Yes. The process of invasion is just as natural as the process of extinction. And like extinction, under human influence it has been altered; it has been accelerated.
In fact I have compared rates of invasion from the prehistoric record and modern record, and the differences are many orders of magnitude. If you take as an extreme case Hawaii, which has been invaded at a rate of—let's say before humans arrived, before Polynesians arrived—one every 30,000 years, now you will get 20 new invaders per year. That's an 800,000-fold acceleration.
We've accelerated the rate to levels that have no historical precedent. Unlike extinction, which, pointing to the past when an asteroid hit the planet, let's say, you could find a mass extinction event similar to what's going on now—it's not much consolation, but you can find that—you cannot find any analogy in the fossil record of the mass invasion event that's occurring now.

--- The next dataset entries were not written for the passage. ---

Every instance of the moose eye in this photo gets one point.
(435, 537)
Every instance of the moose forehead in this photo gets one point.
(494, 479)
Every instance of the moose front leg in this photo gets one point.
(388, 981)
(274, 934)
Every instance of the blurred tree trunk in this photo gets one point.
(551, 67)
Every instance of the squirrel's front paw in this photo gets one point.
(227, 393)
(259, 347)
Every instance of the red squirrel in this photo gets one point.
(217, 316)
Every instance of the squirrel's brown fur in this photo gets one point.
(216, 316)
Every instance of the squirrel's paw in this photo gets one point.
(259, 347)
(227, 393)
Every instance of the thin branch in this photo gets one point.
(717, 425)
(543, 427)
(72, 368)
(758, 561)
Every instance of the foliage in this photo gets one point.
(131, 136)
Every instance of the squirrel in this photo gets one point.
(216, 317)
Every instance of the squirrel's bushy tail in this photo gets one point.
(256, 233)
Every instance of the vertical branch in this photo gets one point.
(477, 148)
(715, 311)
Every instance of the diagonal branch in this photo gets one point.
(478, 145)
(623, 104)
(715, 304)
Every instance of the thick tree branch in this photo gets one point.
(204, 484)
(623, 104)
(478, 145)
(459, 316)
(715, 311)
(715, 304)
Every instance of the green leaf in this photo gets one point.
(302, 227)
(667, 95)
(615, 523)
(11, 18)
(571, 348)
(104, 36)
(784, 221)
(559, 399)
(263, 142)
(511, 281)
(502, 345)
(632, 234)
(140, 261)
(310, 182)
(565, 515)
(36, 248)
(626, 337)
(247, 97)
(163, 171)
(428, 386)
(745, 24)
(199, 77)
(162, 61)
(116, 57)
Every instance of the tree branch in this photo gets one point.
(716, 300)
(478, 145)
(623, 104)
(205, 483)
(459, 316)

You can take New Zealand as an example, which we brought up before. It has 35 European mammals on it. There is no way any of them could have arrived in New Zealand on their own. There are 12 birds that normally occur in Britain. There's not a single chance that any one of them could have arrived and established a population in New Zealand on its own.
These big jumps that we're seeing, like zebra mussels coming out of the Great Lakes, could not have happened without human vectors.
So it can happen naturally. It is happening naturally, on very small scales and at far slower rates than it is without our influence.